Oh wait, that was a year ago. Here’s what they actually said:

It’s been quite a while since we took a step back from our work here to give you all an update on how the Adobe Flash Player deployment add-on has been progressing. The good news is that things have been going great! We’ve had the chance to add in a lot of stuff that we initially didn’t think would be possible… We’re extremely proud of the work we’ve done making our engine the most powerful development pathway to Adobe Flash Player.

What, wrong quote again? Well, I guess I suck at quoting. So, let me just put the news in my own words: Unity executives compared costs to develop “the most powerful development pathway to Adobe Flash Player” with add-on sales and decided that it’s time to end it.

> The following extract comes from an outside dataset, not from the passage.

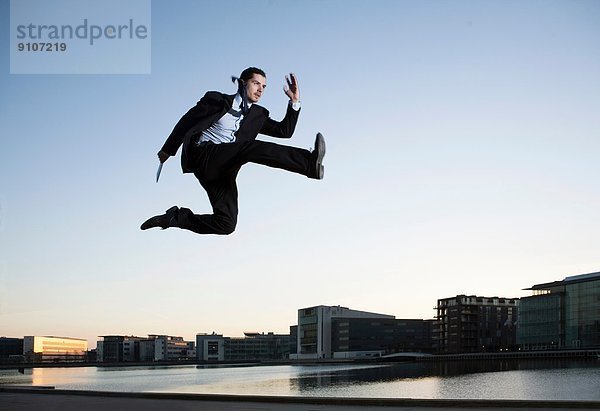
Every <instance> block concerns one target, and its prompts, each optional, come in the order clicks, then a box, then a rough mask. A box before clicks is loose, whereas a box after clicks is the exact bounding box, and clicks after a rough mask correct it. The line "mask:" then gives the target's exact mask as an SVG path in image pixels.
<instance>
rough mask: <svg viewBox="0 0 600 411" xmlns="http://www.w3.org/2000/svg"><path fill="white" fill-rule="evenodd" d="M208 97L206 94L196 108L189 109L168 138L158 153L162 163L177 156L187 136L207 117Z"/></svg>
mask: <svg viewBox="0 0 600 411" xmlns="http://www.w3.org/2000/svg"><path fill="white" fill-rule="evenodd" d="M208 96H209V93H206V94H205V95H204V96H203V97H202V98H201V99H200V101H199V102H198V103H196V105H195V106H194V107H192V108H191V109H189V110H188V112H187V113H185V114H184V115H183V117H181V119H180V120H179V121H178V122H177V124H176V125H175V127H174V128H173V131H172V132H171V134H170V135H169V137H167V140H166V141H165V144H164V145H163V146H162V148H161V149H160V151H159V152H158V159H159V160H160V162H161V163H164V162H165V161H167V160H168V159H169V157H171V156H174V155H175V154H177V150H179V147H180V146H181V144H182V143H183V137H184V136H185V134H186V133H187V132H188V131H189V130H190V129H191V128H192V127H194V126H195V125H196V124H197V123H198V122H199V121H200V120H201V119H203V118H204V117H205V116H206V115H207V104H205V103H206V101H207V99H208V98H209V97H208Z"/></svg>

Oh yes, at the same time their “own Unity Web Player has seen unprecedented growth in recent months”, so they also decided it is good timing to blame Adobe and suggest everyone to move away from flash. Sounds like good decision to me, I mean it is working for them, right? Just look at all those tweets and posts they got in single day :)

Don't be a parrot

Can AS3 and Alchemy be friends?

Ok, so many of us tried to use Alchemy opcodes in AS3 projects, years ago. But how many keep using it every day ever after? Not me. Why? Well, where do we start…

What is it good for?

Adobe introduced these opcodes to implement memory access operations required by LLVM, so that Alchemy could do its thing, and Flash Player could run C++ code. But for AS3 people these opcodes did not do anything magical. It was just another way to read numbers from or write to one ByteArray at a time that, coincidentally, worked faster than IDataInput/IDataOutput. So, if you were to do some number crunching, it might save you some milliseconds.

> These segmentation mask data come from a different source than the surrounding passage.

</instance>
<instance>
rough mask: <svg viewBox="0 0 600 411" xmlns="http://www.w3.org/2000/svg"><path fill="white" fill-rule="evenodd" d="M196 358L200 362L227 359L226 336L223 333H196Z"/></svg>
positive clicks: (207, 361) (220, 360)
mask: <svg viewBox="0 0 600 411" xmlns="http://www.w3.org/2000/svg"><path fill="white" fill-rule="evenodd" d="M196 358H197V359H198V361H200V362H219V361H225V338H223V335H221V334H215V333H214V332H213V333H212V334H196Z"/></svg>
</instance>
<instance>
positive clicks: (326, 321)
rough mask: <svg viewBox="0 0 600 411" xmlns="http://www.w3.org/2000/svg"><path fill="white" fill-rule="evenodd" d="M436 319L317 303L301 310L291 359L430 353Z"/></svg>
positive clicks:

The problem I have with this is that now, when ASNext is abandoned and AS3 performance is being surpassed by JavaScript, many people tend to bring up these opcodes as valid solution to *all* our “make AS3 faster” pleas. Just how exactly fast numeric array IO is supposed to help with complex data types known as classes? Good question.

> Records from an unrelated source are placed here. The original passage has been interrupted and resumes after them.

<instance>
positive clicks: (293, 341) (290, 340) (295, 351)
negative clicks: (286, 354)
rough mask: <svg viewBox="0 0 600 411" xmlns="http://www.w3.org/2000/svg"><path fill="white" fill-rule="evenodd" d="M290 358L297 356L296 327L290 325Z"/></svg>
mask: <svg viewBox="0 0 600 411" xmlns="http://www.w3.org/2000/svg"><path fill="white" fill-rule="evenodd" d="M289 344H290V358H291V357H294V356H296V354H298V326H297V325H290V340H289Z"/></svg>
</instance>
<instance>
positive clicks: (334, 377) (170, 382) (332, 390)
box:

Placing your class fields in domain memory

In C++ you have pointers, but in AS3 you don’t, so placing your class data there will be ugly. But, if you will be able to access them normally (via dot syntax) and faster at the same time, why not try it? So I did: using legacy compiler and azoth, I did this simple test, and… got domain memory based loop running over 50 times slower than plain AS3. WTF?? Turns out domain memory is only fast if you set your ByteArray to use LITTLE_ENDIAN order (it’s the opposite by default). With LITTLE_ENDIAN memory opcodes were about 10 times faster, but this was still not enough to bridge the gap caused by having to use getters and setters now instead of plain variable fields.

Enter the ASC2

ASC2 has two features that make it interesting in this case. First, it can inline method calls. Second, it can emit memory opcodes without 3rd party tools. So, after people reported that this was indeed working for my cause, I opened my FB 4.7 trial and went on to try that myself. I was confused a lot by the fact that none of memory opcodes were present in playerglobal.swc, but it turns out you can ignore that – the code will compile and run any way. This time everything went better than expected – I had domain memory based loop finally running 30 to 50% times faster, although timings fluctuated a lot update: I bumped arrays length to get better numbers on desktop; for MBP/Chrome/11.6 they were on average 220 ms vs 110 ms, for Windows/standalone/11.6 – 250 ms vs 190 ms. Finally, for iPad3/ipa-test/AIR 3.7 they were 200 ms vs 275 ms (memory opcodes loop was slower).

Apparat

People on twitter were fast to remind me that apparat had similar feature for quite some time. This way is probably the best way to use memory opcodes for people who cannot use ASC2. I wanted to include apparat-based test for this post, too, but it turns out I don’t have it installed here (nor do I have scala). It’s not that hard to install but, as lazy as I am, this is not something I am willing to do for the sake of this blog post. So you are going to have to trust in that it works, because clever people made it.